%1032%right%Before she started working at the Bakken Library and Museum of Electricity and Life in Minneapolis, Beth Murphy '88 didn't have much appreciation for the link between electricity and life. But, after all, with heart, brain and nerves all electrically powered, life simply wouldn't be possible without that electrical charge.
Murphy, who majored in physics at Colby and went on to earn a Ph.D. at the University of Rochester and to teach at Gustavus Adolphus and Carthage colleges and Hamline University, didn't initially see how tightly those physics principles were woven into her daily life. Take, for example, static electricity,one of the ways electricity and magnetism interact. Come to find out, it's more than just a winter clothing issue.

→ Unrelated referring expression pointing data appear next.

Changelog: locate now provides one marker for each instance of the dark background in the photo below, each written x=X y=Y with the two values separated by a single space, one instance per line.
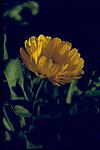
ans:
x=79 y=23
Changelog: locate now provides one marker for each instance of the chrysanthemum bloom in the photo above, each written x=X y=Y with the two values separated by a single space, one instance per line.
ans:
x=53 y=59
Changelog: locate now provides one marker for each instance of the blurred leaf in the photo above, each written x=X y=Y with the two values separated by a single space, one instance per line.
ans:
x=33 y=146
x=22 y=121
x=14 y=73
x=7 y=123
x=55 y=92
x=21 y=111
x=7 y=136
x=33 y=6
x=71 y=91
x=5 y=54
x=95 y=93
x=15 y=12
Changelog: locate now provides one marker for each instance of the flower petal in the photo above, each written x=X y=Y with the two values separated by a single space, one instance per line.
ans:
x=27 y=60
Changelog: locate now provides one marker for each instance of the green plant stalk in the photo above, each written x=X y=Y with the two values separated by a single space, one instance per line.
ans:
x=39 y=89
x=71 y=91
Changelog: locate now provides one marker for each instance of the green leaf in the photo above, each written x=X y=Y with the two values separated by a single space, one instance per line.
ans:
x=14 y=73
x=22 y=121
x=7 y=123
x=5 y=54
x=55 y=92
x=95 y=93
x=21 y=111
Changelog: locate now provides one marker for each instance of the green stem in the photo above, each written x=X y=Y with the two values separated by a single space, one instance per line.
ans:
x=39 y=89
x=71 y=91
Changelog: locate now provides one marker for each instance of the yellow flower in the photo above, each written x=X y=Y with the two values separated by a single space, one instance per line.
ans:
x=53 y=59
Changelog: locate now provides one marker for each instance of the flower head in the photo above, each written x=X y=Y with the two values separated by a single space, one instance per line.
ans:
x=53 y=59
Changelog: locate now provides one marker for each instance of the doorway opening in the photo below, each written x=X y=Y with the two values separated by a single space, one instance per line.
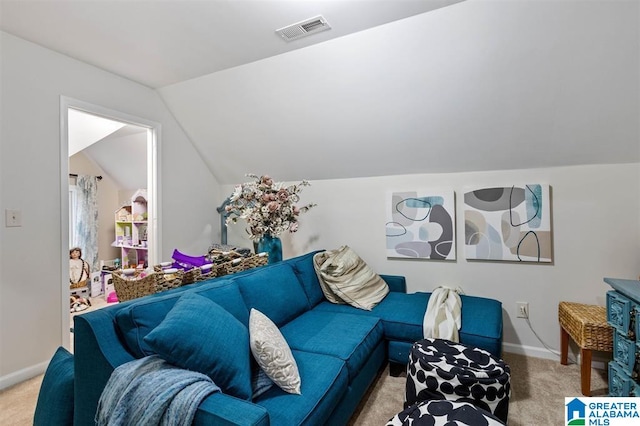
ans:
x=117 y=157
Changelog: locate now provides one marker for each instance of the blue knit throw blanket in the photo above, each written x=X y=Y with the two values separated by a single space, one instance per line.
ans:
x=150 y=391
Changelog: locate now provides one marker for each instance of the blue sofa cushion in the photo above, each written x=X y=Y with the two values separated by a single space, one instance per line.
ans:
x=306 y=273
x=275 y=291
x=402 y=316
x=324 y=382
x=55 y=400
x=138 y=319
x=348 y=337
x=199 y=335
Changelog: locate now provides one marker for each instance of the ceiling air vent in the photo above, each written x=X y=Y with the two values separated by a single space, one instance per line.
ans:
x=304 y=28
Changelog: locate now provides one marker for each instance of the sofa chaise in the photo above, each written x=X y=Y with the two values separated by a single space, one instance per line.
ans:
x=339 y=349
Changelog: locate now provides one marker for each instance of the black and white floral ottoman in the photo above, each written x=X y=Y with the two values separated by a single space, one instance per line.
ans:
x=444 y=413
x=440 y=369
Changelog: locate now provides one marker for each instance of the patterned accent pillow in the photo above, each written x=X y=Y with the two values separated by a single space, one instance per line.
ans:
x=272 y=352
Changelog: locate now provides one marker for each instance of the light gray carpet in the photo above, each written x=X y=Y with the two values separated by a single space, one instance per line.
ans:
x=538 y=386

"Static electricity was hard for me to get excited about," said Murphy. When she studied static electricity in school, conditions were temperamental, she said, and even when conditions were right and results were predictable, Murphy didn't always see the point. "A lot of time," she said, "the experiments didn't seem very relevant."
But in 1999 she became the director of education and exhibits at the Bakken, and since then she has developed a new enthusiasm for static electricity and other things electrical. Did you know, she asked, that the ancient Greeks first discovered static electricity by noticing that lint clung to rubbed amber? That every time you use a photocopier you're using static electricity to attract the toner to the paper?
Murphy rattles off these facts and seems almost as excited as Ben Franklin must have been when he quit his printing job to spend more time tinkering with static electricity, making electric bells, carousels, wands, and even a tiny working cannon, all of which were recently on display at the museum. Sometimes she might even get as excited as her Colby professor, the late Roger Metz, who first showed her the magic of physics.
"Whenever he solved a physics problem," Murphy said, "he always looked like the kid who got the truck he always wanted for Christmas. There was a sparkle in his eye and this piece of hair that always stuck up in back. He was so happy and excited about what he was talking about, and that really rubbed off on me."
Now she gets to pass that same feeling along to the kids who come to the Bakken for workshops and science camps. Some who have gone through Murphy's programs have already embarked on careers in science. And that's just what Earl Bakken had in mind when he bought this house and filled it with the old electrical devices he'd been collecting.
Bakken was an electrical engineer who went from fixing broken medical devices in his garage to building the first-ever portable (i.e., cordless) pacemaker and founding the medical device
Now his old curiosities are housed in an expanded 15-room Tudor mansion on Lake Calhoun in Minneapolis, where kids can come and play the theremin (source of the strange sounds in the Beach Boys "Good Vibrations"), look at magnetic hairbrushes and socks of yesteryear, and watch electric eels swim by, looking for something to shock.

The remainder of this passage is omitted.